Гетман Войска Запорожского - стр. 49
У Богдана потемнело в глазах. Спешился, тряхнул головой – темно. Сквозь туман увидал перед собой пана старосту, самого Александра Конецпольского.
– Пан Чаплинский венчался с пани римско-католическим обрядом, – говорил Хмельницкому пан староста, но слова его шли откуда-то издалека. – Я надеюсь, беспорядков не будет учинено.
– Беспорядков не будет, – словно за версту услышал Богдан свой голос, но тут свет наконец вернулся к нему, уши наполнились звуками. – Мне бы хотелось поздравить молодых.
Хмельниций пошел навстречу процессии, краем глаза следя за жолнерами, которые изготовили оружие.
За ушами у пана Чаплинского бежали дорожки пота, в ямочке над подбородком собралось озерцо. Хмельницкий усмехнулся: никогда не видел, чтоб человек так трусил.
– Пан Чаплинский, я вызываю тебя! – бросил перчатку под ноги «молодому». – Завтра, на заре, у твоего креста, да будет он тебе памятником.
Повернулся, подошел к лошади, сел в седло и уехал в Суботов.
12
Перед иконой Богородицы горела лампада. Стоя на коленях, беззвучно молилась Степанида. Тимош спал.
Богдан постоял в дверях и тихонько вышел. На другой половине дома, разостлав коврик, совершал намаз Иса. И ему не захотел помешать Богдан, взял тулуп, ушел на сеновал.
Заснул сразу, но скоро проснулся.
– Пятьдесят два года, – подумал вслух, и глубокая обида объяла душу его.

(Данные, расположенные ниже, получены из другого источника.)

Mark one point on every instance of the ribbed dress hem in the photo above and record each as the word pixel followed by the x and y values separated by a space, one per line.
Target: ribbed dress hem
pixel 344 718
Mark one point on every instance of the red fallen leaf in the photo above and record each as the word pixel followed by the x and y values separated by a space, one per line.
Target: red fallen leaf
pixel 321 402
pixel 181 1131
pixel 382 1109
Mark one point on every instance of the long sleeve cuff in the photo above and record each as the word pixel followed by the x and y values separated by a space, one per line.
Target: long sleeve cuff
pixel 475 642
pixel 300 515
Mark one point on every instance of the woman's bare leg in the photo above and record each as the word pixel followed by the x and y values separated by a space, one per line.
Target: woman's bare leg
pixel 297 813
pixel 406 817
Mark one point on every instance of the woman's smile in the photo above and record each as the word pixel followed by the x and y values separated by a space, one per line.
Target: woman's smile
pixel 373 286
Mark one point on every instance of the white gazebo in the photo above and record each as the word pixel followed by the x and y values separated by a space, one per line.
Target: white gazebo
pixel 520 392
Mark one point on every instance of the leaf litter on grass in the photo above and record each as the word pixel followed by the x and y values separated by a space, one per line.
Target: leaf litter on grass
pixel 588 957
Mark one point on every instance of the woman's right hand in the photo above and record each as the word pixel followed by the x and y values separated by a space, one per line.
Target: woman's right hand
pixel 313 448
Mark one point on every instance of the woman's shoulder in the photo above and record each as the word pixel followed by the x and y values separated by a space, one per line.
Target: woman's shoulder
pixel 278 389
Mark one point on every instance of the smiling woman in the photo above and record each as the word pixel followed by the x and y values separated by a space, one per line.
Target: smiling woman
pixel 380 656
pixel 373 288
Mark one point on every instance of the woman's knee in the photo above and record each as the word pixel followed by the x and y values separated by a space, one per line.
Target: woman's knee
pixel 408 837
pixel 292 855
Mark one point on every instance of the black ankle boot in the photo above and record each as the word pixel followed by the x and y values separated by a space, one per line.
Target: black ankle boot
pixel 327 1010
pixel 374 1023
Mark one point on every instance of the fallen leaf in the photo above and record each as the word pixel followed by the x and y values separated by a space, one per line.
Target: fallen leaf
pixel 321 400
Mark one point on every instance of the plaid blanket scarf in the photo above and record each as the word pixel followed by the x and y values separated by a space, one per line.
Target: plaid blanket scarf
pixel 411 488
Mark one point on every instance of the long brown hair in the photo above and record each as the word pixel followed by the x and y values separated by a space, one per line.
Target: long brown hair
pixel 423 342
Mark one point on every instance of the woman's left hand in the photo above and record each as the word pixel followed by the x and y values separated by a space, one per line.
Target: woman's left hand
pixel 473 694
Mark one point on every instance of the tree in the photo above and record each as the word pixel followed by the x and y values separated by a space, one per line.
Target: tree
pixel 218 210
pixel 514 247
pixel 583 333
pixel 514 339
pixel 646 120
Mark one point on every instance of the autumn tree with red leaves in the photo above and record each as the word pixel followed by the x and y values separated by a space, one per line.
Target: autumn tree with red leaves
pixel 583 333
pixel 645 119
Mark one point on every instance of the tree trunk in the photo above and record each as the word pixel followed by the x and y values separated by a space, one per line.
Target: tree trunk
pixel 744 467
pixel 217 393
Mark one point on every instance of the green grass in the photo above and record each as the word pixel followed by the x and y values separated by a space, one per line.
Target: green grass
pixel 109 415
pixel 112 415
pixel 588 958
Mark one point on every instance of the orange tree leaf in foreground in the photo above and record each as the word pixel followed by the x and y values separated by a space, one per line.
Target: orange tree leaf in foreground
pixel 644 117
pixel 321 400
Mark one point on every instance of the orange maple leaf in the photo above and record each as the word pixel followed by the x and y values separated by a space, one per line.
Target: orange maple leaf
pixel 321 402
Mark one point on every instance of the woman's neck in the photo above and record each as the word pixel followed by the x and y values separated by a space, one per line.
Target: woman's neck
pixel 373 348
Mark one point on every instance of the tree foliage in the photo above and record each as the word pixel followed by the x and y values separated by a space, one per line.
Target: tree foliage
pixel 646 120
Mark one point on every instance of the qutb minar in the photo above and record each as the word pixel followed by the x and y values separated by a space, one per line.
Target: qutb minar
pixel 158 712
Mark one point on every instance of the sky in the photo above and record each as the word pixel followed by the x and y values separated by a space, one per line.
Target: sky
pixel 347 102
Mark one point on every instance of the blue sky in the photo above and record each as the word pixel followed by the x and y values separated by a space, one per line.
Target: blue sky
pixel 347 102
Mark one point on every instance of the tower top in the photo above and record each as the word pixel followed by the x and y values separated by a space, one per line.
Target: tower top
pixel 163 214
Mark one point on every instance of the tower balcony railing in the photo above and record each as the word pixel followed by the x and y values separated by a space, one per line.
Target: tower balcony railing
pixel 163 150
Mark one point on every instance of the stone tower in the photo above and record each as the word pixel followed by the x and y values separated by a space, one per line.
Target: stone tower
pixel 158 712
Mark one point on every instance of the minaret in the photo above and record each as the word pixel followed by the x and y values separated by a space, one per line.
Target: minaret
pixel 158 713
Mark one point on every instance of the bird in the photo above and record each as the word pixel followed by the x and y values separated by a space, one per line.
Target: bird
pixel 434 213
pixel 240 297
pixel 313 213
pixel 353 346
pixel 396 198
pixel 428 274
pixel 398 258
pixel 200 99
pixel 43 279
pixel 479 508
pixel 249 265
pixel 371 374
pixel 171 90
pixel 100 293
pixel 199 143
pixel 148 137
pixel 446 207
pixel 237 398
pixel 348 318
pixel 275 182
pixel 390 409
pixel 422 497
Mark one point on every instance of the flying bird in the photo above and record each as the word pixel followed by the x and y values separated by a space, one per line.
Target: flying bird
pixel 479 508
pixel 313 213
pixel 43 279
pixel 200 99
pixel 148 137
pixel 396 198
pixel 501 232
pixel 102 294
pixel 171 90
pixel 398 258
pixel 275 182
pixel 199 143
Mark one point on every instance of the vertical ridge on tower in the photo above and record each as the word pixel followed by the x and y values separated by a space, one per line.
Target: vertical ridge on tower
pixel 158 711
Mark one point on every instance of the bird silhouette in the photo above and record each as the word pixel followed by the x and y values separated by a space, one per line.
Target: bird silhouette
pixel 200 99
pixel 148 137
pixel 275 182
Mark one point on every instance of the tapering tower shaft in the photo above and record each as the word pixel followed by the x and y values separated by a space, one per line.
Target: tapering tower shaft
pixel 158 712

Жизнь была еще не прожита, но все главное позади. Был генеральным писарем, был счастлив в любви. Богатства не нажил, но и недостатка никогда не знал.
– С королем говорил, – снова вслух сказал Богдан. – Два раза. С графом де Брежи вино пил.
Вспомнил о графе, вспомнил свою поездку во Францию. Де Брежи был посланником в Польше, он пригласил казацких послов в Париж, чтоб договориться о найме казаков для войны с Испанией. В кружевах, в парике, белые ручки перстеньками унизаны, а за каждую копейку торговался.
«Но я тоже не сплоховал, – думал Богдан. – Пришлось-таки графу раскошелиться».
В Париж, а оттуда под Дюнкерк отправились две тысячи четыреста казаков.
«Помри я нынче, какая память по мне останется? – спросил себя Богдан и ответил честно: – Никакой! Гетманов и тех забывают».
И сам себе возразил: «Смотря каких гетманов! Сагайдачного не забудут, Сулиму, Павлюка, Остряницу…»
– Я за сына да за Матрену собираюсь пана подстаросту сокрушить, за себя самого встал, а Наливайко, Павлюк, Гуня, Остряница – те за народ дрались, за поруганную честь Украины.
Спать не хотелось. Богдан спустился с сеновала, дал овса коню, смотрел, как тот ест, кося глазом на хозяина.
– Чего смотришь? – спросил коня Богдан. – Чуешь, что паны поляки ловушку мне уготовили? Не тревожься, уж сегодня я не позабуду панцирь под кунтуш надеть. Бог не выдаст, свинья не загрызет.